Hashtags have more or less invaded pop culture in the last couple of years, after a longer amount of years attempting to be understood by the masses. While the “#” symbol goes back to the days when it was known as a pound sign on phones, most of us didn’t even know it as a hashtag until well into the late 2000s. It was then when Twitter users decided to make the term ubiquitous. Since then, we’ve seen it grow into a great business tool to help us search for specific conversations as well as for marketing use.
But is there trouble ahead for the hashtag after being used virtually everywhere? Before analyzing the future, you should learn how to create a hashtag that resonates and doesn’t get lost in the shuffle. It’s the overuse of hashtags that could play a part in their success far off in the future.
Creating a Unique Hashtag
Your first step before creating a unique hashtag representing your business is to check to see if it’s already being used. You can do that simply enough by doing a search on Twitter and see if similar ones are already being used. You’re better off tweaking yours if you find one or more that are similar. While it’s allowable to use more than one hashtag, there may be confusion when it’s being used for something else you don’t want to be connected to.
One way around this is to use the name of your business in the hashtag, despite giving you a possible creative challenge.
Hashtag Titles and Length
Even some businesses may have titles that are similar to other hashtags out there. While you should check to make sure, you also have to consider the length of your business title. Is it short enough where you can create a memorable hashtag people will remember? If your title is overly long, the chances are lessened of it being used often.
If you can, shorten any hashtag using your business title. Use abbreviations or just one word that can best represent who you are. Even a short catchphrase you might use in commercials or ads can be used to help people remember it and use it often.
Most of all, don’t overuse your hashtag when interacting on Twitter. Overuse can look like you’re trying too hard to promote. Plus, keep an even balance on how many times you use it, and only when you’re doing a tweet that refers to your business. When partaking in social media, you shouldn’t be talking about your business every minute anyway if you want to nurture friendships.

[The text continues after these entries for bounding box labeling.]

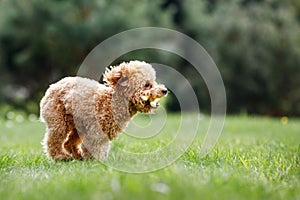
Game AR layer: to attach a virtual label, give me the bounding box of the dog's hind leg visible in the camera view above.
[41,97,72,161]
[63,128,82,159]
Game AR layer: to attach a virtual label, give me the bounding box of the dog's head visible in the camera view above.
[103,61,168,113]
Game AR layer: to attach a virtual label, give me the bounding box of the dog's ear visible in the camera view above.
[103,67,123,88]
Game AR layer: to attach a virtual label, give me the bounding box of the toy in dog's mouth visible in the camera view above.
[142,96,160,108]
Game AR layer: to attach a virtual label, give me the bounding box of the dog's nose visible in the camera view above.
[161,89,168,94]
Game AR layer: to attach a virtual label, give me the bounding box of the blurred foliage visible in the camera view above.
[0,0,300,116]
[183,0,300,115]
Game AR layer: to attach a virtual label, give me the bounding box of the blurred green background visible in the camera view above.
[0,0,300,116]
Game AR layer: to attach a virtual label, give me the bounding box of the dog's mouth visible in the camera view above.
[142,96,160,108]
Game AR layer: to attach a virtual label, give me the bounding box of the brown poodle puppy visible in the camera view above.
[40,61,167,161]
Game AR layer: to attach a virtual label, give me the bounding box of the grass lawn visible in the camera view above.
[0,115,300,200]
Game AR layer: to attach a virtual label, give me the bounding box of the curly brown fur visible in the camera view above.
[40,61,167,161]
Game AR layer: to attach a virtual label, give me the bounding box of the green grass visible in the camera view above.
[0,115,300,199]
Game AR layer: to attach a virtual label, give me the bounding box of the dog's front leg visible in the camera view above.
[82,135,110,160]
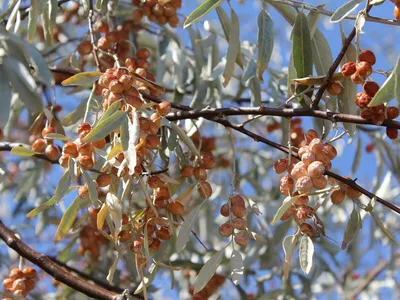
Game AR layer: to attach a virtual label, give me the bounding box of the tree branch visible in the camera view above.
[0,220,118,300]
[311,2,372,109]
[167,107,400,129]
[142,94,400,214]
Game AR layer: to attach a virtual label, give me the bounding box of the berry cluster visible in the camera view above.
[219,195,249,246]
[390,0,400,22]
[132,0,182,28]
[3,268,37,300]
[32,126,61,161]
[77,209,108,262]
[341,50,399,139]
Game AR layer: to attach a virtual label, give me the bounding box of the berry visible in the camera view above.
[231,205,247,218]
[386,106,399,120]
[197,181,212,199]
[181,166,194,178]
[357,61,372,77]
[235,231,249,247]
[76,41,93,55]
[274,159,288,174]
[331,190,345,205]
[363,81,379,97]
[327,82,343,95]
[45,145,60,161]
[168,201,185,216]
[32,139,47,153]
[232,218,247,230]
[386,127,399,140]
[96,173,111,187]
[358,50,376,66]
[300,223,314,237]
[341,62,356,76]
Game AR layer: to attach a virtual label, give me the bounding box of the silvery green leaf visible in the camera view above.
[194,250,224,294]
[176,202,204,252]
[293,12,313,78]
[331,0,364,23]
[222,9,240,87]
[231,250,244,285]
[28,0,41,43]
[299,235,314,274]
[3,56,43,113]
[0,65,11,128]
[183,0,224,28]
[257,9,274,82]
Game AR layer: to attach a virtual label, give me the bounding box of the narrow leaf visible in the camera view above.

The Future Use of the Hashtag
If you have to foresee any danger to the hashtag in the future, it’s in the overuse of them to a point where every phrase or word collides with one another. Much like area codes, there’s only so many combinations of words until they all get used up. Someday, it could be a cacophonous pattern of everyone trying to get their hashtag seen above the dozen others that are identical or similar.
This could create confusion without allowing more random characters or even graphics (like emojis) into hashtags. Despite that possible scenario, hashtags are still likely going to be around for decades to come and used in other contexts, like email or general networking.